Realisasi pembiayaan tersebut setara dengan 34,4 persen dari total pagu Anggaran Pendapatan dan Belanja Negara (APBN) tahun ini. Dari keseluruhan dana yang telah digelontorkan tersebut, alokasi khusus untuk belanja subsidi menyerap anggaran sebesar Rp 74,9 triliun, sedangkan untuk belanja kompensasi menyentuh angka Rp 78,2 triliun.
Menteri Keuangan Purbaya Yudhi Sadewa menjelaskan bahwa kebijakan ini diambil sebagai langkah strategis pemerintah dalam meredam dampak pelemahan nilai tukar rupiah.
"Belanja subsidi dan kompensasi untuk menjaga daya beli masyarakat, ya kami bayar sesuai dengan yang diminta oleh PLN dan Pertamina," ujar Purbaya dalam konferensi pers APBN KiTa edisi April 2026 di Jakarta, Selasa (19/5/2026).
Pergerakan harga minyak mentah Indonesia (Indonesian Crude Price/ICP) dan depresiasi mata uang rupiah menjadi faktor utama yang memicu tingginya realisasi subsidi tersebut.

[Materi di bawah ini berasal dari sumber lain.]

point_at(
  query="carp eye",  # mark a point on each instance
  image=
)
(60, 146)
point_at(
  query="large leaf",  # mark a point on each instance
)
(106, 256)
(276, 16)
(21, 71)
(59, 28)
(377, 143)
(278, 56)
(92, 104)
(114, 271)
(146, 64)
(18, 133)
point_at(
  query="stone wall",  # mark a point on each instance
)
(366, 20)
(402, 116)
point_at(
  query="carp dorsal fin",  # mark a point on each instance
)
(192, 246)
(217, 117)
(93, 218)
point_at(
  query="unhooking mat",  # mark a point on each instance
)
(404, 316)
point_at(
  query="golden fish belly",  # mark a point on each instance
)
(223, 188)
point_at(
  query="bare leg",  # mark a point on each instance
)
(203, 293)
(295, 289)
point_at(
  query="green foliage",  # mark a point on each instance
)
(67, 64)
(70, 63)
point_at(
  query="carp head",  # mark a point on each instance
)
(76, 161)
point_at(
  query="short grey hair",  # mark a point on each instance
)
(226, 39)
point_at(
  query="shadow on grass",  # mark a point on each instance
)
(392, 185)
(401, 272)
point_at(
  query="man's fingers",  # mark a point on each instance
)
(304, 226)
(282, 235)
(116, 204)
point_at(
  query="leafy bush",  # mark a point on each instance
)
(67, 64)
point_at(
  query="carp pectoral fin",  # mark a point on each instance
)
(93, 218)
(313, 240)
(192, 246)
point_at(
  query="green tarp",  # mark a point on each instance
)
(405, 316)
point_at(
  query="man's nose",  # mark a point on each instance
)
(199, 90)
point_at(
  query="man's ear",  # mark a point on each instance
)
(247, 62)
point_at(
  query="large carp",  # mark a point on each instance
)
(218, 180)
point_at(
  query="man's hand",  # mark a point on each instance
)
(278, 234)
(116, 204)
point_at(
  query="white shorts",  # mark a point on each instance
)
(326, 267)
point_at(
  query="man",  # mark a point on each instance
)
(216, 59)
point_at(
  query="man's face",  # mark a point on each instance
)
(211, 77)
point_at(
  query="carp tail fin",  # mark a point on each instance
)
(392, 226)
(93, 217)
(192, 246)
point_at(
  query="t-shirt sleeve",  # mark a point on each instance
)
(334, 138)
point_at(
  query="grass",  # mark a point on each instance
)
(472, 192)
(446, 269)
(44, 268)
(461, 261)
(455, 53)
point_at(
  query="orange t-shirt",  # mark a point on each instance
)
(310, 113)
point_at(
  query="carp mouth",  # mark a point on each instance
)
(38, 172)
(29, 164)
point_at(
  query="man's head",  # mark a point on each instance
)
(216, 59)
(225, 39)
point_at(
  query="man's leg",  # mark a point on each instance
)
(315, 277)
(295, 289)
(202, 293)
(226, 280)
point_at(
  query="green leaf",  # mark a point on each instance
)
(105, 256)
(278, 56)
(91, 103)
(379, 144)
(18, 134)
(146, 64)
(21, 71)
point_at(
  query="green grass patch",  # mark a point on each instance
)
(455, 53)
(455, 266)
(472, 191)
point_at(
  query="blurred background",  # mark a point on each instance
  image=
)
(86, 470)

Selain itu, lonjakan volume konsumsi energi di tingkat domestik turut memperbesar penyerapan anggaran operasional ini.
Pemerintah juga mesti mengalokasikan dana untuk pembayaran uang muka subsidi pupuk serta menanggung biaya kenaikan distribusi bahan bakar minyak (BBM), elpiji, dan pasokan listrik bersubsidi. Kendati demikian, otoritas keuangan memastikan kondisi kas negara masih terkendali berkaca pada pengalaman mitigasi krisis energi global saat konflik Rusia-Ukraina tahun 2022.
Berdasarkan catatan resmi, volume penyaluran BBM bersubsidi melonjak 8,2 persen secara tahunan menjadi 4.704,6 ribu kiloliter. Sementara itu, distribusi elpiji ukuran 3 kilogram meningkat 3,7 persen hingga mencapai 2.152,8 juta kilogram pada periode yang sama.
Pada sektor ketenagalistrikan, cakupan subsidi pemerintah kini telah menjangkau 42,9 juta pelanggan atau mengalami pertumbuhan sebesar 2,2 persen. Lonjakan tertinggi terjadi pada sektor pertanian dengan penyaluran pupuk bersubsidi yang melonjak hingga 25,2 persen atau setara 2,9 juta ton.
Selain pos energi dan pertanian, skema bantuan modal melalui penyaluran Kredit Usaha Rakyat (KUR) tercatat telah menyasar 1,54 juta debitur selama empat bulan pertama tahun ini. Secara akumulatif, realisasi belanja pemerintah pusat per April 2026 membukukan angka Rp 826 triliun, tumbuh 51,1 persen dibandingkan periode tahun lalu.
Pertumbuhan penyerapan anggaran ini ditopang oleh belanja kementerian dan lembaga yang mencapai Rp 400,5 triliun atau naik 57,9 persen. Di sisi lain, realisasi belanja dari sektor non-kementerian dan lembaga ikut merangkak naik sebesar 45,2 persen menjadi Rp 425,5 triliun.